Ben Scofield

Ben Scofield

… rarely updated

14 Feb 2024

Conceptual graphs as understanding

Students struggle more in classes where they have less background knowledge of the subject. Research to expand an area of knowledge is significantly harder than learning. Careful metaphors are powerful tools to guide someone building an understanding of a new domain.

All three of these phenomena can be partially-but-usefully explained with a single, straightforward model. Say understanding is a conceptual graph; individual concepts densely linked by clear relationships. Building understanding, then, consists of adding nodes and relationships to your personal graph for the domain.

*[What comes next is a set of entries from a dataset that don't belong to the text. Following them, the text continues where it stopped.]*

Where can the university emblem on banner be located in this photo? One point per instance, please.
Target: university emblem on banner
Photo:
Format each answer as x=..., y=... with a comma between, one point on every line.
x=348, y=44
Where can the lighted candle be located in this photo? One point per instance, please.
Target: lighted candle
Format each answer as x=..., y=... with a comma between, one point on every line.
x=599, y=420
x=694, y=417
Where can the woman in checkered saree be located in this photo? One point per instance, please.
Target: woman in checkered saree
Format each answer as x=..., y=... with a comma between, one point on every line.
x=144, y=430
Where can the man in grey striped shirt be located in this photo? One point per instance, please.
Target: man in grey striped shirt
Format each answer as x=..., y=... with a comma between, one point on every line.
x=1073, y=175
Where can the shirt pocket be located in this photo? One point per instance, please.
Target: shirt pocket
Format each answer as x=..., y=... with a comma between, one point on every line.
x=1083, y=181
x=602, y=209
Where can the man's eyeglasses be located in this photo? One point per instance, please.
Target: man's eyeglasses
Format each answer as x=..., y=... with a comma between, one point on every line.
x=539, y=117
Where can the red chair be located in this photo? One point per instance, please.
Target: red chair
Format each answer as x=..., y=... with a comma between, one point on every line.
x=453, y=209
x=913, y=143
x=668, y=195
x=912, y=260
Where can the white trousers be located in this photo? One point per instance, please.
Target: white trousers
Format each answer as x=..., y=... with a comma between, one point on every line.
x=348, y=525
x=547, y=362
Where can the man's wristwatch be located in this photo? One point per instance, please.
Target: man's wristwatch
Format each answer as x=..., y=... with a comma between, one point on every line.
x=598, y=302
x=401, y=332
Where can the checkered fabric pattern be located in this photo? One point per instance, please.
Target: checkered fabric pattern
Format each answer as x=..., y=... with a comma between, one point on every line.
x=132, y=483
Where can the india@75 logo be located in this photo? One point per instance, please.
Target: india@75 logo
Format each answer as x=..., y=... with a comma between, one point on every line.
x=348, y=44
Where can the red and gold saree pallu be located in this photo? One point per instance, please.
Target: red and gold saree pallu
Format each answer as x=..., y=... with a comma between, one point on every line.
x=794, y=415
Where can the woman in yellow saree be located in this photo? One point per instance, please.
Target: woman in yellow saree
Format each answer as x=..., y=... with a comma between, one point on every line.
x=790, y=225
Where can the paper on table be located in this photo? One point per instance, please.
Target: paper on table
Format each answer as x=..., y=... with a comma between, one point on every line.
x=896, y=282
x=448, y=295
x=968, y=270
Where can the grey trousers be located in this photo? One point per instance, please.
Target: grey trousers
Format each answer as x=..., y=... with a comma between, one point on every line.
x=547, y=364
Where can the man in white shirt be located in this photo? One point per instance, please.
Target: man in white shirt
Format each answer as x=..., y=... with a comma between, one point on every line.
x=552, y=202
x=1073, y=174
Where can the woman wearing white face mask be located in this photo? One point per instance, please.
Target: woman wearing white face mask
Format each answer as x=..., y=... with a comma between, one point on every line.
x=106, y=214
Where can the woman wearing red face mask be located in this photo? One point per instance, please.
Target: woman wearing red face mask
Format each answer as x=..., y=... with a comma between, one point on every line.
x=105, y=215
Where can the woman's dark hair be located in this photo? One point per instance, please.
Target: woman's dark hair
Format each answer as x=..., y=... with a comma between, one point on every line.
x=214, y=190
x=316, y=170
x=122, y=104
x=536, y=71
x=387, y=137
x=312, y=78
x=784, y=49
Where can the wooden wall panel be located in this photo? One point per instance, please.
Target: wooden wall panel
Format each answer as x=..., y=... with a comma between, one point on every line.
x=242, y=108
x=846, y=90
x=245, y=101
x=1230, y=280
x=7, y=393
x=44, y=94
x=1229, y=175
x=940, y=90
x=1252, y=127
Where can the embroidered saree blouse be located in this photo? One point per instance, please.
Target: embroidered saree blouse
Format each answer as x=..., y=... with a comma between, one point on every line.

In a class where you don’t have sufficient background knowledge, your graph is sparse. You’re introduced to new concepts, but you don’t have a structure in which to place them, or other concepts with which to link them. You’re effectively lobbing nodes into an empty space.

When you’re doing research at the edge of a domain, you presumably have the background knowledge – but you’re trying to identify novel concepts, and you only have relationships coming from one angle. If learning is the process of filling-in a known network, you have the benefit of relationships coming from many directions to help you triangulate the concept. In research, you’ve only got potential connections coming from one side, the current body of knowledge.

Metaphors can be thought of as overlaying different conceptual networks. You have an incomplete graph for the domain you’re trying to learn, and you have a more developed one for the metaphor’s domain; if you can find touchpoints – nodes that show the same sorts of relationships in each graph – then that can help you learn the new domain by showing you where there might be new concepts beyond those you’ve already integrated.